Plan the future - The are players more than 30 years, those between 23 to 30 years and the younger. The success of a team is about four year cycle, and then changes are needed. The aim is to always know what is the team that you’ll want to have with an advance of a few years and decide accordingly.
Each training session is important – It must always be maintained a high training standards. They are important the motivational talks, team building, all the preparation of the team and talk about tactics. Do not ever allow an unsatisfactory training session. What you see in training occurs on the playing field. You always need quality, concentration, intensity and speed.

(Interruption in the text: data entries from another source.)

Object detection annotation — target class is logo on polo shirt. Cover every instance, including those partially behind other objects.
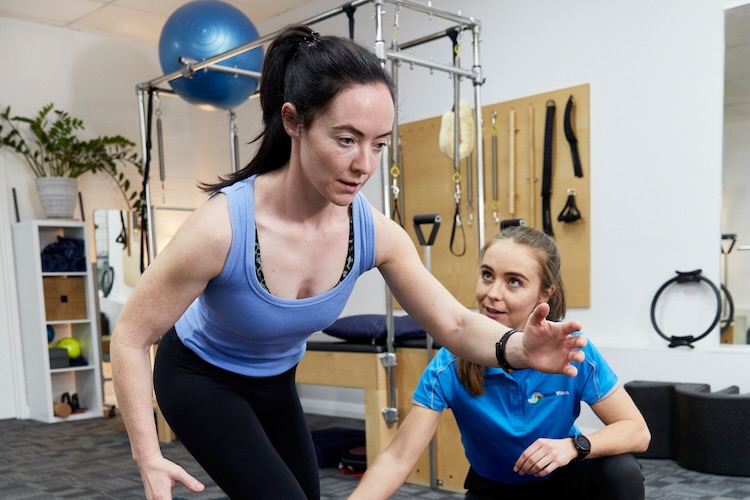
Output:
[526,391,570,406]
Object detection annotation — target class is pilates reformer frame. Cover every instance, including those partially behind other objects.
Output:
[136,0,485,487]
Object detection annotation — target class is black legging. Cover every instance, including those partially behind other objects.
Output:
[464,453,645,500]
[154,328,320,500]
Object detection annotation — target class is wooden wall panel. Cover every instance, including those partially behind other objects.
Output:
[399,84,591,307]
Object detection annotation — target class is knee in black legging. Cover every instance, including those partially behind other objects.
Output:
[591,453,645,500]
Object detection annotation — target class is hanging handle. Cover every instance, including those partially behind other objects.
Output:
[414,214,440,247]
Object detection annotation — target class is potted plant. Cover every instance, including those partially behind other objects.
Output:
[0,103,142,218]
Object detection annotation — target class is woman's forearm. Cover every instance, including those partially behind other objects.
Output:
[587,420,651,458]
[349,451,412,500]
[111,335,161,464]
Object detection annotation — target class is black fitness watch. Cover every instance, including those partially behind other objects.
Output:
[570,434,591,461]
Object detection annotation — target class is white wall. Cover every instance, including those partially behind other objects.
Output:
[0,0,750,426]
[0,18,257,418]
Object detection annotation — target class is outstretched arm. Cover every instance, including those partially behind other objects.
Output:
[373,210,586,376]
[349,405,440,500]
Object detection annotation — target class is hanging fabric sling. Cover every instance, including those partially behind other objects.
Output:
[508,109,518,216]
[542,99,555,236]
[466,150,474,226]
[492,111,500,224]
[389,136,404,227]
[141,89,156,274]
[155,95,167,203]
[448,32,464,257]
[528,104,536,226]
[563,95,583,177]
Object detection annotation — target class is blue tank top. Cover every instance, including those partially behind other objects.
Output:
[175,176,375,377]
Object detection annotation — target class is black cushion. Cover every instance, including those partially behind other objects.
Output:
[323,314,427,344]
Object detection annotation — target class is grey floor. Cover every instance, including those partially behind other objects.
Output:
[0,415,750,500]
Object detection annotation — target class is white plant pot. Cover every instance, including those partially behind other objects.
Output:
[35,177,78,219]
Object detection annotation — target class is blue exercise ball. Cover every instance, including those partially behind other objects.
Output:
[159,0,263,109]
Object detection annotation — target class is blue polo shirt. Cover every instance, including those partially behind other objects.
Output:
[413,342,618,484]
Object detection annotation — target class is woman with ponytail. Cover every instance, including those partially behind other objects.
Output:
[111,25,586,500]
[350,226,651,500]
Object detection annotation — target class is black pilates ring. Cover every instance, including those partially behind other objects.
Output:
[651,269,721,348]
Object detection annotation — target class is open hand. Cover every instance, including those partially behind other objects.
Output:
[524,302,588,377]
[139,457,205,500]
[513,438,577,477]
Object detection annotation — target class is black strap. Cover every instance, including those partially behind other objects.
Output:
[391,198,404,227]
[542,99,556,236]
[557,189,581,222]
[563,96,583,177]
[450,203,466,257]
[140,88,156,273]
[341,2,357,40]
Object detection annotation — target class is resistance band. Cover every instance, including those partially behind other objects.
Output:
[542,99,555,236]
[557,188,581,222]
[341,2,357,40]
[563,95,583,177]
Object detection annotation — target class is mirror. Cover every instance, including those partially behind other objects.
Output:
[94,207,192,325]
[721,4,750,345]
[94,210,140,333]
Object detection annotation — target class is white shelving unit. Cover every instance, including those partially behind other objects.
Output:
[13,219,103,423]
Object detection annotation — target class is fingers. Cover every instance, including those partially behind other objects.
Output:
[513,438,567,477]
[529,302,549,325]
[175,469,206,493]
[563,365,578,378]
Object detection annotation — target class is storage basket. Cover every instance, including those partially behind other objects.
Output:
[43,276,86,321]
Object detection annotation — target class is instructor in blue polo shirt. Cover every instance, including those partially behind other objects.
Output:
[350,226,651,500]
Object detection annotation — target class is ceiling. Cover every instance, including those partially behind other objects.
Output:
[0,0,750,122]
[0,0,310,45]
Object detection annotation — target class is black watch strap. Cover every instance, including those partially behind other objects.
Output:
[495,328,518,373]
[570,434,591,461]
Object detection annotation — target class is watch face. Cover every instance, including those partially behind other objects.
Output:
[573,434,591,453]
[573,434,591,460]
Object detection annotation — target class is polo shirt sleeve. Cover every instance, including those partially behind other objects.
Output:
[412,348,456,412]
[579,341,619,406]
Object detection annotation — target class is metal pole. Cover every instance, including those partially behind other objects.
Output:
[471,23,485,250]
[229,109,240,173]
[386,50,477,80]
[375,0,399,427]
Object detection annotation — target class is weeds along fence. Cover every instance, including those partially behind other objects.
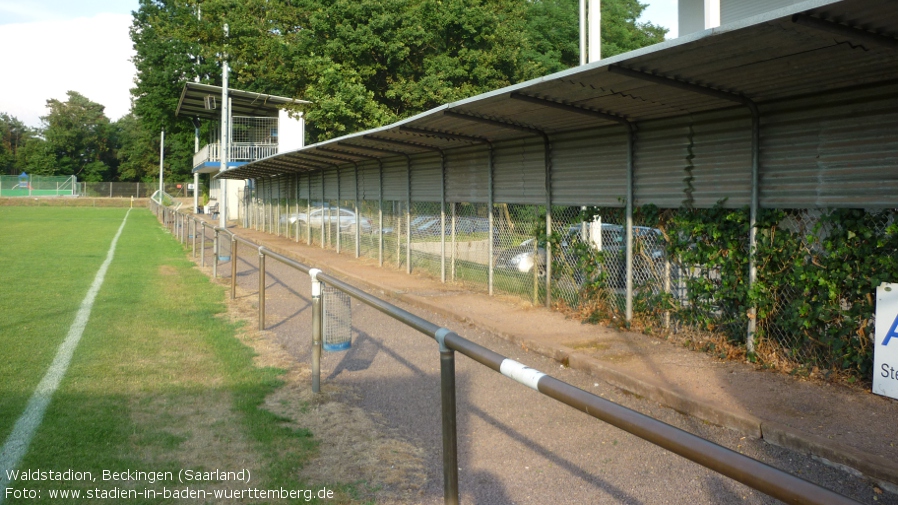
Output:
[0,175,193,198]
[76,181,193,198]
[240,171,898,380]
[0,174,78,197]
[150,202,858,505]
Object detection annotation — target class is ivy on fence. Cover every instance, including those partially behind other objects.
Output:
[564,201,898,378]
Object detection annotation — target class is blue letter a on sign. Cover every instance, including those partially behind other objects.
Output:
[882,316,898,346]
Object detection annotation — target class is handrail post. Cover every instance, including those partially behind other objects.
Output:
[212,230,220,279]
[309,268,322,393]
[231,235,237,300]
[435,328,458,505]
[259,247,265,331]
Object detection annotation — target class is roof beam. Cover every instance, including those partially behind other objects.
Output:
[365,135,440,151]
[608,65,754,107]
[399,126,489,144]
[315,147,378,163]
[296,152,353,164]
[443,110,545,136]
[509,93,630,128]
[792,14,898,49]
[337,137,405,156]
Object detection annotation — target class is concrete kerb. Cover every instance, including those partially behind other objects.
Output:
[233,235,898,488]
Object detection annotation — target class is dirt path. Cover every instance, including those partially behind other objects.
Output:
[186,225,884,504]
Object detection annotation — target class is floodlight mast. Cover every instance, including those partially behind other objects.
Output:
[218,23,231,228]
[580,0,602,65]
[159,130,165,196]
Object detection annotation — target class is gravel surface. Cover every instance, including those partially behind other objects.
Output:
[189,229,898,504]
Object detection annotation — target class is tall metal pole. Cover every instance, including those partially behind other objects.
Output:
[587,0,602,63]
[309,268,322,393]
[193,123,200,212]
[580,0,588,65]
[218,23,231,228]
[159,130,165,196]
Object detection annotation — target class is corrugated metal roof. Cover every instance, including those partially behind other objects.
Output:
[218,0,898,188]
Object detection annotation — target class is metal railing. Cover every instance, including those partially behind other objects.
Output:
[193,142,278,168]
[151,204,858,505]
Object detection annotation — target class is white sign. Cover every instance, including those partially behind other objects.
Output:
[873,282,898,398]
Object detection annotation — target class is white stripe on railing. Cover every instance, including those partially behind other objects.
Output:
[499,358,546,391]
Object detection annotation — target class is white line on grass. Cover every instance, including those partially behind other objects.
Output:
[0,209,131,505]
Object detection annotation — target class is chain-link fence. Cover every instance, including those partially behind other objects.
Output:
[0,174,78,197]
[245,178,898,376]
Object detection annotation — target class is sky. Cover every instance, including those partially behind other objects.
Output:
[0,0,677,127]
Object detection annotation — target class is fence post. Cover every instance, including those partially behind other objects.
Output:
[212,230,219,279]
[259,247,265,331]
[190,217,196,259]
[434,328,458,505]
[200,221,206,268]
[450,202,458,281]
[309,268,321,393]
[231,235,237,300]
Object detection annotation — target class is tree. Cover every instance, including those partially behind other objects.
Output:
[40,91,117,181]
[129,0,221,180]
[115,113,159,182]
[0,113,35,175]
[132,0,665,148]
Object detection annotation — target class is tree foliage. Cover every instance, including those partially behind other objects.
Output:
[0,113,35,175]
[33,91,118,181]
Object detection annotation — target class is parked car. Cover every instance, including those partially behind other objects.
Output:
[280,207,374,233]
[495,224,665,288]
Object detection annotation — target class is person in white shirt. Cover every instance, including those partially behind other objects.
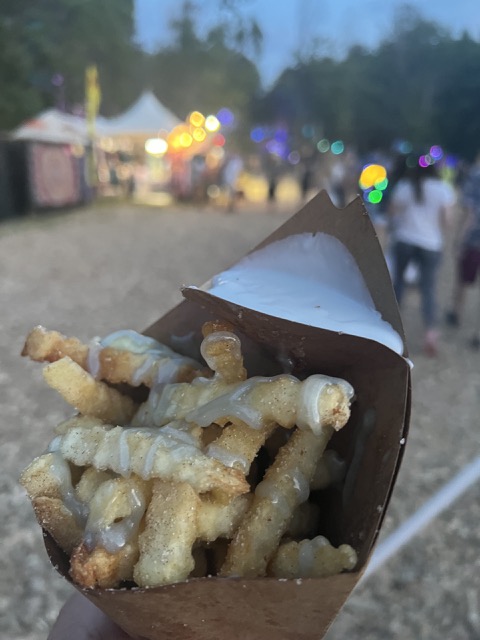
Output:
[390,165,456,356]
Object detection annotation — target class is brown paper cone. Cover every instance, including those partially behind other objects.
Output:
[41,192,410,640]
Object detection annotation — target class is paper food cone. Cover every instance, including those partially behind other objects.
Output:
[46,192,410,640]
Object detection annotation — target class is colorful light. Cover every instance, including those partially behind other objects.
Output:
[358,164,388,190]
[213,133,225,147]
[250,127,265,143]
[317,138,330,153]
[188,111,205,127]
[192,127,207,142]
[145,138,168,156]
[330,140,345,156]
[178,131,193,149]
[302,124,315,138]
[288,151,300,164]
[430,144,443,162]
[205,116,220,133]
[217,107,235,127]
[367,189,383,204]
[375,178,388,191]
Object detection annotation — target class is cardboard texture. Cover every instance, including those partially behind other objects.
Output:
[41,192,410,640]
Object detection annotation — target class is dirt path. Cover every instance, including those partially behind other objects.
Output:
[0,207,480,640]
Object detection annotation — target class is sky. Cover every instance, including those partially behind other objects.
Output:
[135,0,480,87]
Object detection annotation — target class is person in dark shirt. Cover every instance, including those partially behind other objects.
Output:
[446,154,480,349]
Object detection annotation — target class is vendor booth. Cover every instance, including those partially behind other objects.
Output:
[8,109,90,213]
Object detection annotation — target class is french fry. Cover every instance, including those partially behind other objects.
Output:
[268,536,357,578]
[139,374,354,433]
[70,476,151,588]
[201,328,247,384]
[197,493,252,542]
[133,480,200,587]
[221,427,342,577]
[20,453,86,553]
[22,326,206,387]
[43,357,137,424]
[55,423,249,495]
[22,322,356,588]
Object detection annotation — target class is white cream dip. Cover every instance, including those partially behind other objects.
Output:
[201,233,403,355]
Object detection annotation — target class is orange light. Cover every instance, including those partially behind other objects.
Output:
[189,111,205,127]
[192,127,207,142]
[179,131,193,149]
[213,133,225,147]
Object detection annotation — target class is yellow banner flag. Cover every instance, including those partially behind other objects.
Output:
[85,64,101,135]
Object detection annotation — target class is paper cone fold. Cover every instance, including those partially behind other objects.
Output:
[41,192,410,640]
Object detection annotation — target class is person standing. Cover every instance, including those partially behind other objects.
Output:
[389,164,456,356]
[446,154,480,349]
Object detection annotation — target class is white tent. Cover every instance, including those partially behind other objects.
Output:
[12,109,88,145]
[99,91,181,138]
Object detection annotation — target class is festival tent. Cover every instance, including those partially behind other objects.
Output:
[8,109,97,213]
[98,91,181,138]
[12,109,89,145]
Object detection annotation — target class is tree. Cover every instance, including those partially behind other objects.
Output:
[150,2,261,136]
[0,0,144,127]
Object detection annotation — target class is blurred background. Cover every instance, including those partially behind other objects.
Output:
[0,0,480,217]
[0,0,480,640]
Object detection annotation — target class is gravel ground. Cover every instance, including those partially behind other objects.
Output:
[0,199,480,640]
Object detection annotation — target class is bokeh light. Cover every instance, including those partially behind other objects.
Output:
[145,138,168,156]
[250,127,265,142]
[213,133,225,147]
[192,127,207,142]
[288,151,300,164]
[205,116,220,133]
[429,144,443,162]
[188,111,205,127]
[367,189,383,204]
[178,131,193,149]
[330,140,345,156]
[217,107,235,127]
[358,164,387,190]
[317,138,330,153]
[302,124,315,138]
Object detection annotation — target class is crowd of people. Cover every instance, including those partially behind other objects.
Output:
[378,155,480,356]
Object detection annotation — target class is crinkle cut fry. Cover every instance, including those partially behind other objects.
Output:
[197,493,253,542]
[141,374,354,432]
[22,326,202,387]
[20,453,83,553]
[268,536,357,578]
[200,323,247,384]
[133,480,200,587]
[43,357,137,424]
[57,424,250,495]
[221,426,333,577]
[70,475,151,589]
[205,420,277,475]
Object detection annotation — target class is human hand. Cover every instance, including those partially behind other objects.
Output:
[48,593,131,640]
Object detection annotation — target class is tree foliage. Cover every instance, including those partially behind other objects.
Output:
[0,0,480,159]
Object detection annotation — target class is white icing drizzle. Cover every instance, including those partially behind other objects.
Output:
[103,423,200,480]
[298,540,315,578]
[50,450,89,526]
[101,329,172,357]
[205,442,250,473]
[298,536,330,578]
[84,483,146,553]
[296,374,355,435]
[87,336,103,379]
[291,469,310,504]
[255,480,292,518]
[185,376,274,429]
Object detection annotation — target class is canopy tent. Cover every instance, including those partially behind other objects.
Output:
[12,109,88,145]
[99,91,181,138]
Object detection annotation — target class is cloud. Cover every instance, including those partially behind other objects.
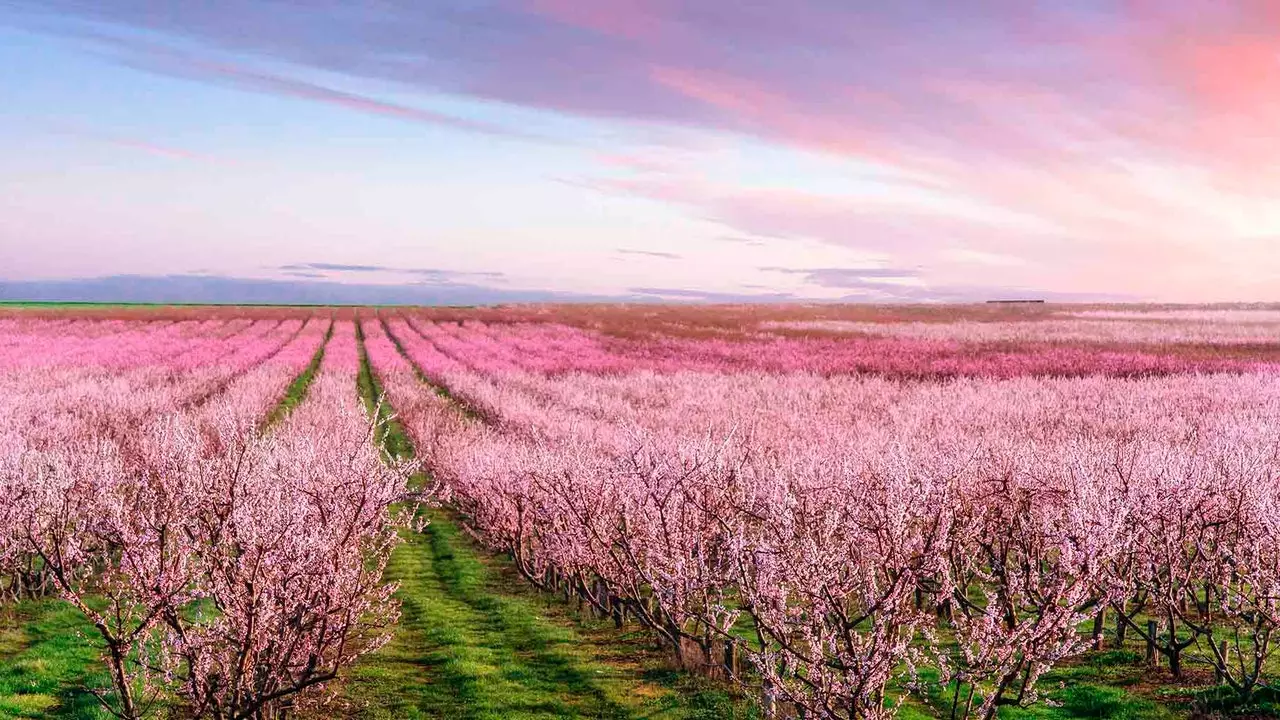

The talent always works hard – From the talents it must be expected a lot more than the others during the workouts. They should prove to be the best.
The locker room atmosphere must be always safeguarded – You have to wonder if someone is spoiling the atmosphere of the locker room, the team’s performance, and the control of the players and staff. If this happens you have to cut the cord. There is absolutely no other way. It does not matter if the person is the best player in the world. The long-term vision of the club is more important than any individual, and the coach has to be the most important in the club.
Encourage players - Nobody likes to be criticized, and there are few players who improve with criticism.  They should be encouraged. For a player, like any human being, there is nothing better than listening “Well done.” They are the two best words to listen. It is not necessary to use superlatives.
Correct the mistakes immediately - At the same time, in the locker room, it is necessary to indicate the mistakes when the players do not meet the expectations. This is when the criticism is important, immediately after the match, without waiting on Monday. After this time, you think about the next game and everything begins again.
In training we need to repeat – During the sessions the technical skills and tactics must be repeated.  The aim of each session is to learn and improve. This must be done even if the players can think “Here we go again”, because these repetitions help to win.
Manchester United style - Be positive, adventurous and take risks.
The observation - It’s an essential element of the skill management. The ability to see things is the key, more precisely, it refers to the ability to see things that you do not expect to see.
Change is a rule to follow - Typically who win does not think to change. It’s just the opposite. “We had to be successful — there was no other option for me—and I would explore any means of improving. I continued to work hard. I treated every success as my first. My job was to give us the best possible chance of winning. That is what drove me.”